The concert was interspersed with videos about Orbison’s life, although much of the personal tragedy he endured—his first wife was killed in a motorcycle accident in 1966 and three years later, while he was on tour in Britain, two of his sons died after his home in Tennessee caught on fire—was omitted.The 60s rock ‘n’ roll icon’s sorrowful twangs could only be born from the agony of human existence, and it’s not like enjoying a projection of a flattened CGI Roy Orbison, accompanied by a orchestra of actual humans—violinists and cellists and three young back-up singers; a middle-aged blonde woman stoically nailing the guitar riffs—was going to change that fact.
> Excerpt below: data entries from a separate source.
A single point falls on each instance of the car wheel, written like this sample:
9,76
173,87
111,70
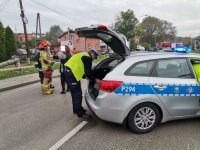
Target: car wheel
143,118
If any dead musician is perfect for the hologram treatment, it might be Roy Orbison. He notoriously suffered from stage fright, and was a weird and uncomfortable performer who wore dark sunglasses, as if to shield his face from the audience. In his life, Orbison seldom spoke the audience when he wasn’t singing, so when the hologram took a stab at some light crowdwork, meekly thanking the audience for their applause after he finished a song, the clumsiness of a projection play-acting as the real thing felt fitting. It was awkward and weird and kinda beautiful, just like Roy Orbison himself.

Ultimately, there was no grand takeaway from going to a hologram concert—nothing to be gleaned about what it means to defy the natural order of life and death. Some things are just made to be enjoyed, even if, and more likely because, they are pure trash.